Merry Festivus a tutti.

Rush

domenica 18 dicembre 2011

Karhu Fluid è arrivata l'ora del MALTRATTAMENTO

Come dicevo, la Fluid è una scarpa adatta a pesi maggiori dei miei, scarpa neutra ma ben stabile, ieri prima vera uscita su sentiero.
Dopo le piogge intense degli scorsi giorni, ieri si e' presentata una bella giornata fredda e limpida, il terreno era pesantemente bagnato nelle parti che rimangono in ombra e asciutto dove batte il sole, il giro è uno dei miei classici allenamenti su sentiero, 13km, 650 D+, un guado e una salita di 3km su roccia con pendenze fino al 30%.
Arrivati alla vetta inizia una serie di sali scendi molto corribili, una lunga discesa sempre corribile e poi un'altra salita con pendenza media al 10%.
La Fluid ha presentato il conto sulla prima salita con pendenza al 30% molto bagnata, sui sassi scivolavo molto, ovviemnte me lo aspettavo, la suola della Fluid non e' studiata per questo genere di percoso e la gomma non essendo molto morbida perde di grip.

Arrivato alla prima vetta il discorso cambia, qui la maggiore impronta a terra  aiuta a tenere il piede molto stabile, anche sui traversi laterali, dove spesso le scarpe tendono a cedere soprattutto verso l'interno.


Il rinforzo in similPelle che corre intorno alla Fluid aiuta molto a proteggere il piede e a mantenerlo stabile al suo interno, lungo la discesa mi sono trovato molto a mio agio e quando ho rpovato a spingere anche sulle foglie fradice o dove non vedevo bene l'appoggio ho sempre avuto la sensazione di grande sicurezza.
Sulla salita successiva, dove la pendenza diminuiva, ho corso ottimamente e anche nell'ultima discesa che passa su erba bagnata ha tenuto.

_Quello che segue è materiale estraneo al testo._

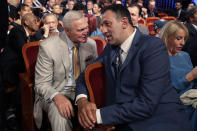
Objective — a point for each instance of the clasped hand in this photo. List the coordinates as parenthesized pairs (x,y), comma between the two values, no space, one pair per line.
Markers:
(86,113)
(64,106)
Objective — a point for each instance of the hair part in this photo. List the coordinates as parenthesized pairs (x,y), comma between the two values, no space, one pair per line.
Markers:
(120,12)
(137,6)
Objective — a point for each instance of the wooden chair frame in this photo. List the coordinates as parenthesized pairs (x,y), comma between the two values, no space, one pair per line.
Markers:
(96,65)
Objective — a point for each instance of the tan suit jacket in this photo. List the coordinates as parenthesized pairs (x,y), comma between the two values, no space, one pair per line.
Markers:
(51,71)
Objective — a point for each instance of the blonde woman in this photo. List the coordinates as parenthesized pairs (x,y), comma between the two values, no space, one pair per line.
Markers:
(183,75)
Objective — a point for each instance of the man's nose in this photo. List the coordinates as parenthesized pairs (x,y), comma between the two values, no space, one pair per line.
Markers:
(104,29)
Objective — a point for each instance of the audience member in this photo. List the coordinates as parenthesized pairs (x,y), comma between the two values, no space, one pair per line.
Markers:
(143,101)
(135,12)
(152,11)
(190,5)
(79,7)
(70,4)
(22,10)
(12,11)
(157,26)
(106,3)
(12,62)
(3,37)
(183,74)
(57,69)
(57,10)
(179,13)
(97,12)
(49,28)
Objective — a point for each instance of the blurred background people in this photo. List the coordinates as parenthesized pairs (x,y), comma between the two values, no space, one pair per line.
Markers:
(135,12)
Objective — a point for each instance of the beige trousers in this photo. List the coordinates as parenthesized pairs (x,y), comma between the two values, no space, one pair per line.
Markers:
(58,123)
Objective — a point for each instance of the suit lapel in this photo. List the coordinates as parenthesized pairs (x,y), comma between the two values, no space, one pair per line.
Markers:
(65,51)
(112,58)
(85,55)
(133,49)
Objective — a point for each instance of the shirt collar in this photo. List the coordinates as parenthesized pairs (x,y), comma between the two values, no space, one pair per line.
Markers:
(195,26)
(125,46)
(69,42)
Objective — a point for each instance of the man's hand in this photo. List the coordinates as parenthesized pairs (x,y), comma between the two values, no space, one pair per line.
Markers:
(46,30)
(64,106)
(86,113)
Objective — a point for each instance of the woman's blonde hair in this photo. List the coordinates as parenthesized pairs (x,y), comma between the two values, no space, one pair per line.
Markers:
(170,30)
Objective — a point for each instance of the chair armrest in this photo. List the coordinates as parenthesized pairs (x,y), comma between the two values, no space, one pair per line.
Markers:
(24,77)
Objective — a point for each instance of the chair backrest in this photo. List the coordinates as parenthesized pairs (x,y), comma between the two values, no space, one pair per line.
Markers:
(30,53)
(100,43)
(96,84)
(151,29)
(169,18)
(151,19)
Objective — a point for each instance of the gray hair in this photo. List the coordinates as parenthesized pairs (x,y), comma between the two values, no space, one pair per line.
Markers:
(49,14)
(69,17)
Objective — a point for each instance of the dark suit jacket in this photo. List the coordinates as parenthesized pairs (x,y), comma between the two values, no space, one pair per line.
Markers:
(11,59)
(154,11)
(142,98)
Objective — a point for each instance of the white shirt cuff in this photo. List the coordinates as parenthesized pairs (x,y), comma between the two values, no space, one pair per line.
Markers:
(80,96)
(51,98)
(98,117)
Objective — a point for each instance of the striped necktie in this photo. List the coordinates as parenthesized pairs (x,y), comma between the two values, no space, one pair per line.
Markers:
(76,62)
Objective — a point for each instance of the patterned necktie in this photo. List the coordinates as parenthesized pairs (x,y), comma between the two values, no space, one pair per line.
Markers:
(76,62)
(118,61)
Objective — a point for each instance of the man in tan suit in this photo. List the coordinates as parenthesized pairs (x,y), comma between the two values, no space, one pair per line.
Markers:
(54,72)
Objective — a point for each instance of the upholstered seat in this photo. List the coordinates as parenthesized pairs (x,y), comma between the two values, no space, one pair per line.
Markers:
(96,84)
(100,43)
(30,52)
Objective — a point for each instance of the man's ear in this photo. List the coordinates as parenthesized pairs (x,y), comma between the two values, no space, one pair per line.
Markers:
(66,30)
(125,22)
(26,22)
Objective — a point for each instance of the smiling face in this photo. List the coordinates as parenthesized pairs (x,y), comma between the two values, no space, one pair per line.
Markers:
(176,43)
(112,28)
(79,31)
(134,12)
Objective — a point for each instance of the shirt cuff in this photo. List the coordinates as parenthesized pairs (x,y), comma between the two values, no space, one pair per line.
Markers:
(80,96)
(51,98)
(98,116)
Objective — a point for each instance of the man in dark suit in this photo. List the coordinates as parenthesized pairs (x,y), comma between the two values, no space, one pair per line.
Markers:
(3,37)
(139,95)
(191,45)
(179,12)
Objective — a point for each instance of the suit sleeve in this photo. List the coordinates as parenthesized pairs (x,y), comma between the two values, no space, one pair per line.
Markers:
(154,79)
(44,74)
(81,85)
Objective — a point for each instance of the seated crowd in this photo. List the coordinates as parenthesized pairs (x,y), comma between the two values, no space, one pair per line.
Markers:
(149,63)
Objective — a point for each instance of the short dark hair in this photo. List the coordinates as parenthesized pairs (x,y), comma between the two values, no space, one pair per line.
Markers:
(79,6)
(139,8)
(120,11)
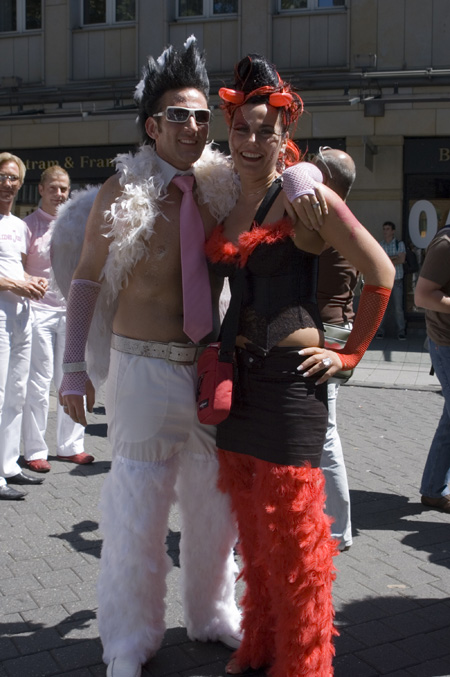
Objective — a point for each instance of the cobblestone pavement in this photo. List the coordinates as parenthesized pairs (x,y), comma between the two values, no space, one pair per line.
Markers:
(391,592)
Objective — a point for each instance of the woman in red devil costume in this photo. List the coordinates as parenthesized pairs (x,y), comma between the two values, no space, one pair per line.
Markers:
(270,445)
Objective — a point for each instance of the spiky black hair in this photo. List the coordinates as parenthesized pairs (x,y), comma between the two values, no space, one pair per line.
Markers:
(174,69)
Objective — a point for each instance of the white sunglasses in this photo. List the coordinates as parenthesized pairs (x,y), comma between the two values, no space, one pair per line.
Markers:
(181,114)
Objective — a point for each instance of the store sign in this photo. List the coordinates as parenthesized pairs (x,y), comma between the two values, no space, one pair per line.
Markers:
(427,155)
(423,223)
(82,163)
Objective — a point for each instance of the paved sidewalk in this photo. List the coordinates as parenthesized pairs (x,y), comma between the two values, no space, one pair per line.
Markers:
(392,587)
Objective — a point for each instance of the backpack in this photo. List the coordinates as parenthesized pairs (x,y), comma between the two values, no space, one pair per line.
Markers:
(411,264)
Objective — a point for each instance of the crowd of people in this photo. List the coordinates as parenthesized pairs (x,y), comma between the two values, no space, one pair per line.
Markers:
(270,479)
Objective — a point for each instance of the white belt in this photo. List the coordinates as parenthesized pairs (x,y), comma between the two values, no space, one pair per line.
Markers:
(181,353)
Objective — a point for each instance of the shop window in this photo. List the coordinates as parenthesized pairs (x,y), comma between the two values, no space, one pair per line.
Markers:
(289,5)
(108,11)
(20,15)
(205,8)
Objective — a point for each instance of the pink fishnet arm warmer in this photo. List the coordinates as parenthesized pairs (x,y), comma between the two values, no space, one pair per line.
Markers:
(80,309)
(372,305)
(301,179)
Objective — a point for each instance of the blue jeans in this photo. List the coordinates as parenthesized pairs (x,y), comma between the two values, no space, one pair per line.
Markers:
(394,311)
(436,472)
(333,467)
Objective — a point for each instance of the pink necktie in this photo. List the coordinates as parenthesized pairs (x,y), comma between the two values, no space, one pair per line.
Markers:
(197,306)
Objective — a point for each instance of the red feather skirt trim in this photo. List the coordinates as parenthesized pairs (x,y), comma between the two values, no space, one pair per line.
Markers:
(287,552)
(219,249)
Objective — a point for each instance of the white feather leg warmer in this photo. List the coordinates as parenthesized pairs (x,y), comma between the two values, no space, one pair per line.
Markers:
(208,534)
(135,504)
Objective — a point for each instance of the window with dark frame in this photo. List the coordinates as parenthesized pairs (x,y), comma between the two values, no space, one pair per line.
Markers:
(192,8)
(108,11)
(20,15)
(286,5)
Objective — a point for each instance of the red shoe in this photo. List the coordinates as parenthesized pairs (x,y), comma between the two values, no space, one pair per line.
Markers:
(79,459)
(39,465)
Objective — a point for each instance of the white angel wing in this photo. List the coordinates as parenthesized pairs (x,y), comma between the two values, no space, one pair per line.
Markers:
(67,235)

La scarpa malgrado abbia piu' gomma sotto rispetto alla sorella Forward, non da mai la sensazione di essere sui trampoli e non mi si e' mai girato il piede.

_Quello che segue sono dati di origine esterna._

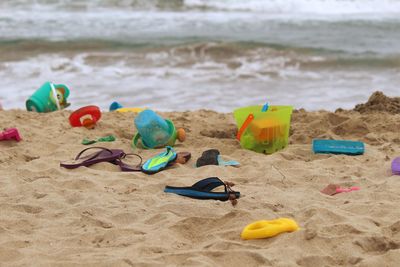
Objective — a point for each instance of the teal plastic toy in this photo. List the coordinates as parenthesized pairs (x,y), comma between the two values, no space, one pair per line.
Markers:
(154,131)
(264,130)
(49,97)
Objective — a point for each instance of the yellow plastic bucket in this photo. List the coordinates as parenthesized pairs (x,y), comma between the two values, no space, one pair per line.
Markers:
(264,132)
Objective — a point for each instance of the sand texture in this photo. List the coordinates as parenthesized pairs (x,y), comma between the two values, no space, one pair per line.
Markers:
(100,216)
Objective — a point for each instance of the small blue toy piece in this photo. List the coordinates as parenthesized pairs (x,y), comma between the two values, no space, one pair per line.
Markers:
(115,106)
(338,147)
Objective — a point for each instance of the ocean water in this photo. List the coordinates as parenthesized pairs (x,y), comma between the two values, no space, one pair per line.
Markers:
(194,54)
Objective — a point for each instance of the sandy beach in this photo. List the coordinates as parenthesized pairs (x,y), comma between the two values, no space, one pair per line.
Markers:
(100,216)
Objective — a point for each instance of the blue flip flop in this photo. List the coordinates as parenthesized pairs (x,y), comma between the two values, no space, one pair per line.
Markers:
(202,190)
(160,161)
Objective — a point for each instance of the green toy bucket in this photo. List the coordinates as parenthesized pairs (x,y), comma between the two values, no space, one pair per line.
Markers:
(263,132)
(45,99)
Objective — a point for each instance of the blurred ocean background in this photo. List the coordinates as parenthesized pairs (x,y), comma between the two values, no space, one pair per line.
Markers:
(194,54)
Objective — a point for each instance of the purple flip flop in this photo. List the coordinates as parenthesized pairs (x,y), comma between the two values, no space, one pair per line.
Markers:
(396,166)
(126,167)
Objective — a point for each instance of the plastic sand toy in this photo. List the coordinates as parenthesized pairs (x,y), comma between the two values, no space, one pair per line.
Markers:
(154,131)
(264,229)
(10,134)
(115,106)
(87,116)
(263,129)
(396,166)
(49,97)
(346,147)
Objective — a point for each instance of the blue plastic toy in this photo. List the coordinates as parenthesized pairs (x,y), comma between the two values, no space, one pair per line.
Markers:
(338,147)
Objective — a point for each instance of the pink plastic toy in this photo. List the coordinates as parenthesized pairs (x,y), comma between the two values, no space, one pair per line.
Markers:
(345,190)
(9,134)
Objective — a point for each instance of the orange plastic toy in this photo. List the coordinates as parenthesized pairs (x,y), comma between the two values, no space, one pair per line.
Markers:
(86,116)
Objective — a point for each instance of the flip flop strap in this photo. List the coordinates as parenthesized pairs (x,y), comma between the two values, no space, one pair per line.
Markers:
(95,154)
(208,184)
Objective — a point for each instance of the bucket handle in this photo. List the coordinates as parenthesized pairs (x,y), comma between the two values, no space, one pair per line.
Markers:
(244,126)
(53,90)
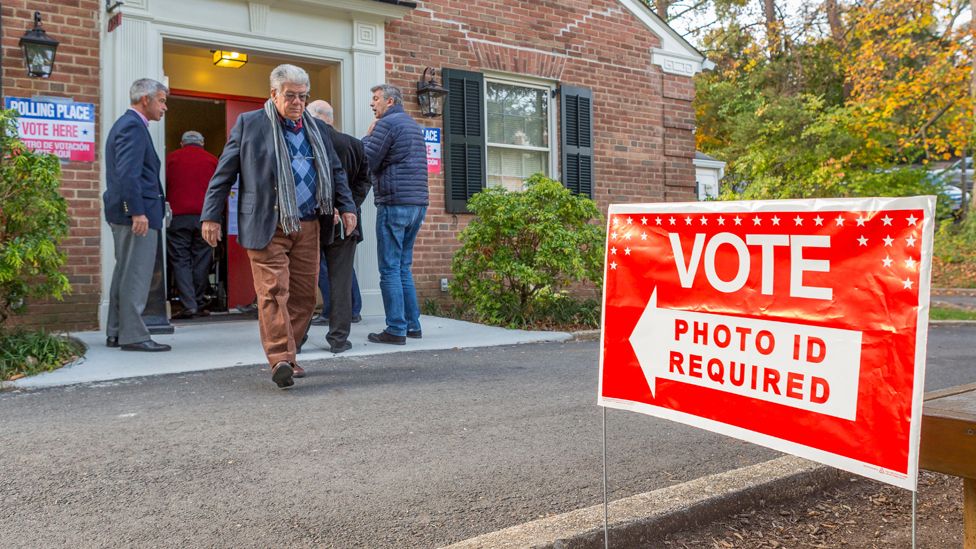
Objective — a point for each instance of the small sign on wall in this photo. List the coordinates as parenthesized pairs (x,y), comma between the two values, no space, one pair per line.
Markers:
(432,137)
(66,130)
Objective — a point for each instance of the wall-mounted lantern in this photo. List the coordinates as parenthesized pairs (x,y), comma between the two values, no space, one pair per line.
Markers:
(39,50)
(229,59)
(430,95)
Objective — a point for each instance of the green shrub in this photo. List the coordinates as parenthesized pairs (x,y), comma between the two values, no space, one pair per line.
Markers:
(33,220)
(24,353)
(524,249)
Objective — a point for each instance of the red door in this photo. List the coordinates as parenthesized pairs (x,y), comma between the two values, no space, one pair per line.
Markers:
(240,284)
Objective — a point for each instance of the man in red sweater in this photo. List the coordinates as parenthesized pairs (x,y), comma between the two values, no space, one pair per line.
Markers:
(188,172)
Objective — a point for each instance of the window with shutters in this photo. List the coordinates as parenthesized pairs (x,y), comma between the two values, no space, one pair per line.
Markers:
(519,122)
(498,131)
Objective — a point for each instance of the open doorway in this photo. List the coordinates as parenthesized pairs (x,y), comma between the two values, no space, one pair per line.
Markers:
(208,99)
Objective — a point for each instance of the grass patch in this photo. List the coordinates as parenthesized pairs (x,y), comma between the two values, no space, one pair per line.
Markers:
(26,353)
(951,313)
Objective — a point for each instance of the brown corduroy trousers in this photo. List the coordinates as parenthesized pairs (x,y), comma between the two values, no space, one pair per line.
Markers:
(285,276)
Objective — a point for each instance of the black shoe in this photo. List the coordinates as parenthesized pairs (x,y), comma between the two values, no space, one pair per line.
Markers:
(148,346)
(185,314)
(281,374)
(386,337)
(342,347)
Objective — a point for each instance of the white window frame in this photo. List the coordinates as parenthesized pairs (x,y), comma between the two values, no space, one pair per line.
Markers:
(526,82)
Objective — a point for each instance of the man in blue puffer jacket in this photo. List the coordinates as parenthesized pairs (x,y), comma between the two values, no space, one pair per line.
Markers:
(397,157)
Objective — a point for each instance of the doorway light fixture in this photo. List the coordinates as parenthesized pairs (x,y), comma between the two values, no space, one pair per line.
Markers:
(39,50)
(229,59)
(430,95)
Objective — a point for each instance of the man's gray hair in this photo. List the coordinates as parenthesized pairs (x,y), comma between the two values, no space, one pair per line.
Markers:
(289,74)
(322,110)
(192,138)
(143,87)
(390,92)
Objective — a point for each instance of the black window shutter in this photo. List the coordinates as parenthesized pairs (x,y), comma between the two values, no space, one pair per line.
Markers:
(576,105)
(464,138)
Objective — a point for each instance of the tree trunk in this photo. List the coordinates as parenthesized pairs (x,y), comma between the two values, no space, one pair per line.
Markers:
(833,20)
(773,27)
(972,100)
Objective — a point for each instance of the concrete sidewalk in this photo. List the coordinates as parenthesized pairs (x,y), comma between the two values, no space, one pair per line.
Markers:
(223,344)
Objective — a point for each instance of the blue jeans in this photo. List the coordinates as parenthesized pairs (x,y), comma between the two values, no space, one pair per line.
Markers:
(396,230)
(357,298)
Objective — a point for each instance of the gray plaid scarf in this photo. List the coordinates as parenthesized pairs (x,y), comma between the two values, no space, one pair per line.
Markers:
(288,216)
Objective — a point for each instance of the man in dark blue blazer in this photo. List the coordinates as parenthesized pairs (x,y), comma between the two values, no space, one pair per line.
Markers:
(288,175)
(133,201)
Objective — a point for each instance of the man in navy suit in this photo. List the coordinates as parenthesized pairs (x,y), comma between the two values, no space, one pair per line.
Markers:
(133,202)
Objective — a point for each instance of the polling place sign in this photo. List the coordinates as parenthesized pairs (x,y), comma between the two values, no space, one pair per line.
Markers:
(799,325)
(64,129)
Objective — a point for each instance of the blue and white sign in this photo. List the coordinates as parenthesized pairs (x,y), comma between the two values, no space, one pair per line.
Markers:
(432,137)
(66,129)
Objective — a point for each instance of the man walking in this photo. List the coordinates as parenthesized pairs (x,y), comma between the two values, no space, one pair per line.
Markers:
(133,202)
(289,175)
(337,278)
(188,171)
(397,157)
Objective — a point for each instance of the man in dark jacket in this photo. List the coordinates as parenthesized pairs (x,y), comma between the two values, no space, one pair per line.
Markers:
(289,175)
(397,158)
(133,202)
(337,278)
(188,171)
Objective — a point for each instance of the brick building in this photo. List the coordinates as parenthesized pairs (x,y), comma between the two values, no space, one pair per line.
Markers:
(596,94)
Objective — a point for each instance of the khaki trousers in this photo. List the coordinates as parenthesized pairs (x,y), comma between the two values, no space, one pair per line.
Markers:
(285,276)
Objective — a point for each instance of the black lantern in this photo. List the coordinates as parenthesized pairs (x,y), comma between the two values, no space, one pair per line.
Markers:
(39,49)
(430,95)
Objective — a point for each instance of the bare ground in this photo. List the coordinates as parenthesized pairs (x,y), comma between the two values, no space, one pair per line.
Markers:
(860,513)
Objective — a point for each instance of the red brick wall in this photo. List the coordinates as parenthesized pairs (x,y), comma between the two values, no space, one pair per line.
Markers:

Insomma ottime sensazioni anche su sentiero.
Per evitare di impigliare i lacci su qualche rovo, li ho fatti passare dentro l'allacciatura.




venerdì 16 dicembre 2011

Karhu Fluid fulcrum_ride

Ora ce l'ho tutte, la nuova arrivata e' la Fluid
http://karhu.com/scarpe-da-running/products/neutral/fluid-fulcrum-ride/mens-fluid-fulcrum-ride-silver-rusty.html
la più solida tra le neutre, 303gr dichiarati, Fulcrum arretrato rispetto alla Fast, pianta leggermente piu' larga rispetto alla Fast e alla Forward è una scarpa che la casa consiglia per sostenere chi supera i 75 kg, io ne peso 63 e la prima domanda che farete è: "i che tu ci fai con codesta scarpa?"
L'ho presa perchè nell'attesa che esca la Karhu Trail ho intenzione di usarla anche in fuoristrada.

Ha una bella suola, la gomma morbida e la tassellatura più pronunciata mi consente di correrci anche sullo sconnesso, ovviamente appena calzata ho sentito subito la differanza con la Fast e con Forward, la scarpa è piu' rigida ma come si inizia correre non si avverte piu', comunque cio corso solo 3 km giusto per capirne le sensazioni, ora le tengo un po' i piedi, domani mattina ci faccio 8 km e poi domenica le distruggo al Trail del Montealbano, 30km nel fango, acqua, roccia fracida e foglie marce, e dopo vi racconto.